Ela respirou fundo, e me olhou com uma calma que me irritava, talvez porque eu queria brigar comigo mesmo, e ela só me dava paz.
– O que aconteceu naquela noite foi uma violência que você sofreu, Yuri. Essas palavras que você ouviu não têm verdade nenhuma. E eu acredito que você sabe disso – ela me disse.
Eu não respondi. Ou talvez eu não conseguisse responder, porque, naquele instante, tudo parecia confuso demais. Eu não sabia onde começava minha culpa e onde terminava o trauma. Tudo estava misturado, como um nó de sentimentos que eu não conseguia desatar.
– Eu tento ser o mesmo, sabe? – sussurrei, com a voz quase engasgada. – Tento fazer o Erick se sentir desejado, importante. Mas... quando chego perto, sinto uma barreira. Cada vez que lembro dele... Samuel, eu... parece que ele está certo. Que eu sou mesmo essa pessoa que atrai o perigo. Que... Erick não merece alguém como eu. Ele merece alguém que... que seja leve. Alguém que o faça feliz, não alguém que carrega toda essa... escuridão.
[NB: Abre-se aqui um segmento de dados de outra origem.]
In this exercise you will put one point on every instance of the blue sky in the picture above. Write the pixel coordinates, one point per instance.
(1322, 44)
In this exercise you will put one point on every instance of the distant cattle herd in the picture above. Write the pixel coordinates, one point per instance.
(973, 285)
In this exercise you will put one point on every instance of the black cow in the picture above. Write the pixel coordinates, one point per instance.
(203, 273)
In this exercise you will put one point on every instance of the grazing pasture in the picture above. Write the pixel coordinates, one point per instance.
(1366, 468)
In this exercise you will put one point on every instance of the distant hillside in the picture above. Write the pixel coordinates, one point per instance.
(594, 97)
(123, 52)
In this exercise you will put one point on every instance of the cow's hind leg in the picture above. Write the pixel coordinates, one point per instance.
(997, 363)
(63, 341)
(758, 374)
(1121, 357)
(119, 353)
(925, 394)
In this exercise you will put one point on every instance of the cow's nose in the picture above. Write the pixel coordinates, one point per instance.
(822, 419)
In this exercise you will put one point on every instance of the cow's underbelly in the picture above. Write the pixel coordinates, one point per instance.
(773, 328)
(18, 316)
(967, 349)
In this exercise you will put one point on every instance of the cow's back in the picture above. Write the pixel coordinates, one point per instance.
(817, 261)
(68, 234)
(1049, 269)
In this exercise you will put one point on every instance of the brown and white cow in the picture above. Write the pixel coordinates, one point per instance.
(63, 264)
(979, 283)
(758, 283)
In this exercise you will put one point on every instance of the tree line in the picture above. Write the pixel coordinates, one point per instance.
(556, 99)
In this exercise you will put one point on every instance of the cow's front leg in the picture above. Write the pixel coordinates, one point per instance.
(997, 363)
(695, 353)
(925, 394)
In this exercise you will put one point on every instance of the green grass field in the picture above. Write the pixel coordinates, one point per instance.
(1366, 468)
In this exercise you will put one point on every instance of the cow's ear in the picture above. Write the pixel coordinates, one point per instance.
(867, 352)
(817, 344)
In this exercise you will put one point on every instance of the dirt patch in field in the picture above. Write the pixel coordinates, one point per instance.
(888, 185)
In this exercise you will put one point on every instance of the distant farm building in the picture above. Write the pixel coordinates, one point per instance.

A Dra. Mônica se inclinou um pouco, me observando com aqueles olhos cheios de compaixão que me deixavam tão desconfortável, porque era difícil aceitar a gentileza depois de tudo.
– Yuri, você tem o direito de ser amado. Mesmo depois de um trauma. Erick está do seu lado porque ele quer. E ele vê algo em você que vale a pena, que merece. Ele acredita em você, Yuri. E você também precisa acreditar nisso.
Essas palavras. Eu queria acreditar nelas, juro que queria. Mas algo dentro de mim me impedia. Como se eu estivesse preso naquele inferno, como se aquelas palavras do Samuel fossem verdade. A verdade é que eu nunca soube lidar com meu passado, e agora ele parecia ter me encontrado. E por mais que eu tentasse afastar o Erick, ele continuava ali, tentando, insistindo, me puxando de volta. Mas a verdade... era que eu estava afundando, e eu não sabia se ele merecia ser arrastado junto.
Eu fiquei em silêncio. A sala estava em silêncio, e, pela primeira vez, pensei em tentar. Em tentar acreditar que eu ainda podia ser feliz, que talvez houvesse uma chance para nós. Sabia que seria um caminho longo, talvez um caminho sem fim. Mas, ali, sentado naquela sala, com as palavras da Dra. Mônica ecoando, eu decidi tentar. Eu decidi que, pelo Erick, e por mim, eu daria o primeiro passo para sair da escuridão.